Policy isn’t Donald Trump’s strong suit, but he sure does know how to rile up a crowd. And that’s exactly what he tried to do at a rally in South Carolina last month when he called for his fans to “boycott Apple” until the company is willing to help the FBI unlock the San Bernardino shooter’s iPhone.
Of all Trump’s off-the-cuff remarks, this one was the hardest to take seriously. Hours after he gave his impassioned plea, Trump was caught tweeting from an iPhone. Earlier this week, several tweets from his account were sent from an iPhone again.
Considering the fact that Trump can’t even stick to his own boycott, it’s hard to take it too seriously, but nevertheless, Time decided to ask Tim Cook about it in its recent exhaustive interview with the Apple CEO.
“When Donald Trump calls for a boycott of Apple products, do you think that’s because he doesn’t understand the arguments that you’re making?” asked Time.
This was Cook’s response:
“I haven’t talked to him so I don’t know what he thinks. The way I look at it is, Apple is this great American company that could have only happened here. And we see it as our responsibility to stand up on something like this and speak up for all these people that are thinking what we’re thinking but don’t have the voice.

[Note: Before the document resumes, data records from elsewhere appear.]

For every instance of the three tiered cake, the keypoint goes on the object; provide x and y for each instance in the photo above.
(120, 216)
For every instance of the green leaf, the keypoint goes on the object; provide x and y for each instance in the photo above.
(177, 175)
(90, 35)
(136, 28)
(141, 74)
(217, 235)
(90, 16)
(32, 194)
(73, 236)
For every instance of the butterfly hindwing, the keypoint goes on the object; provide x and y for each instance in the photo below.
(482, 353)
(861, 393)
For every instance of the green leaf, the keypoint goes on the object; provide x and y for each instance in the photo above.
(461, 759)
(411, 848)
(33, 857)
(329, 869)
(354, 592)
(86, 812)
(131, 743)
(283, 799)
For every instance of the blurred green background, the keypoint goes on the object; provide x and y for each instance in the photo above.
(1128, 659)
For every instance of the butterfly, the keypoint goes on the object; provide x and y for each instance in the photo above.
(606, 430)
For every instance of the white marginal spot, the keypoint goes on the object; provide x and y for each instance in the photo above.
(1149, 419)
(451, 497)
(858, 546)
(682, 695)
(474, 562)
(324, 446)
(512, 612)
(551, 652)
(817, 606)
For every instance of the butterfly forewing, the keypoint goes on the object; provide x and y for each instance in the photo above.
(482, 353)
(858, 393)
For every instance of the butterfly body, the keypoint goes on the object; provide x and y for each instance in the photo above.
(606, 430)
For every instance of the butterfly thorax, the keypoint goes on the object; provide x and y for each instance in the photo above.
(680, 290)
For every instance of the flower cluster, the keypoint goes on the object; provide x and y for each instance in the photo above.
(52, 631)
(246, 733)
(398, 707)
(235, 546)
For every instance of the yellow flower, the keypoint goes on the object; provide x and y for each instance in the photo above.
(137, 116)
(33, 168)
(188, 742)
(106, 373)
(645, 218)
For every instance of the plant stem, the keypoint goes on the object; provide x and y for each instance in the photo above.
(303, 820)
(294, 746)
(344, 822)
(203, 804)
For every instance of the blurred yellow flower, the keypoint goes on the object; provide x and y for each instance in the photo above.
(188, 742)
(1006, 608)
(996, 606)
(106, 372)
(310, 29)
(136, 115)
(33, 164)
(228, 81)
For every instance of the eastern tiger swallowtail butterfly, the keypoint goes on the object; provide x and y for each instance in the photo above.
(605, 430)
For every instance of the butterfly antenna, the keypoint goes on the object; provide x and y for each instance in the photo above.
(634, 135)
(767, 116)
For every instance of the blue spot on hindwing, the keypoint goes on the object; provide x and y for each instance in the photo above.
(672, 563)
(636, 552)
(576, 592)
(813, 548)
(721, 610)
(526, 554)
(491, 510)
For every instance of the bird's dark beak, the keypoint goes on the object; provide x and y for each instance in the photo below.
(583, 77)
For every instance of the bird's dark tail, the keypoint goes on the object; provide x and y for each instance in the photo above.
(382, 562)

We don’t see it as our role as the decision maker. We understand Congress sets laws. But we [see] it as our role not to just let it happen. I mean too many times in history has this happened, where the government over reached, did something that in retrospect somebody should have stood up and said ‘Stop.’
We see that this is our moment to stand up and say ‘Stop.’ And force a dialogue. And that dialogue may, I don’t know how it’ll go. I’m optimistic. But I don’t know at the end of the day. But I see that as our role.”
Although not a direct response to Trump’s proposed boycott, it’s both a thoughtful and measured explanation of how Cook sees Apple’s role in this case and an interesting angle to take when asked a question dealing with the current Republican frontrunner.
If someone had stood up to Trump and said ‘Stop’ early on in the process, the Republican party might not be in the sticky situation it currently finds itself in.